Glijboot - In tegenstelling met gewone schepen, waar het gewicht van het verplaatste water gelijk is aan het gewicht van het schip, is dit bij de g. na het overschrijden van een zekere snelheid niet meer het geval en wordt de waterverplaatsing steeds kleiner naarmate de snelheid grooter wordt, totdat de boot tenslotte niet meer door het water beweegt, maar over de oppervlakte glijdt. Om dit te bereiken moet het onderwatergedeelte van de boot zoodanigen vorm hebben, dat de druk op de boot bij het voortbewegen, ontbonden kan worden in een horizontale en in een vertikale component. De horizontaal ontbondene is dan de kracht of weerstand, dien de voortstuwer moet overwinnnen om de boot die snelheid te geven; de vertikaal ontbondene drukt de boot naar boven, waardoor de waterverplaatsing kleiner wordt en de weerstand afneemt.
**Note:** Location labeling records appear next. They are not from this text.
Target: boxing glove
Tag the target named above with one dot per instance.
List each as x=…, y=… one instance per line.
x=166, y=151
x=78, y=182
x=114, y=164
Hiervoor wordt de bodem van de boot hellend gemaakt. Naar de wijze waarop dit wordt uitgevoerd kunnen de glijbooten in drie soorten verdeeld worden: klasse A met één trap in den bodem van de boot (zie fig.), klasse B met meerdere trappen (zie fig.), klasse C zonder trappen (zie fig.). Noemen we het gewicht der boot in K.G. = G, de snelheid in knoopen = V, de lengte der boot in M. = L, dan kan de motorpaardekrachten of P. K. uitgedrukt worden door: P.K. = G x V x (V/√L)1,4 / C. Hierin is C een coëfficiënt die varieert met de verhouding van B/L, waarin B gelijk is aan de breedte der boot in M.
Voor verschillende uitgevoerde booten is: C = 68500 x B/L voor klasse A; = 64000 x B/L voor klasse B; 57000 x B/L voor klasse C. Hieruit volgt, dat voor klasse A bij dezelfde snelheid het kleinste motorvermogen noodig is. Volgens dit type zijn booten uitgevoerd van 4,5 M. lengte met 50 P.K. motor en een snelheid van 41 knoop of 76 K.M. per uur en van 12 M. lengte met 50 knoop of 92 K.M. snelheid per uur en 720 P.K.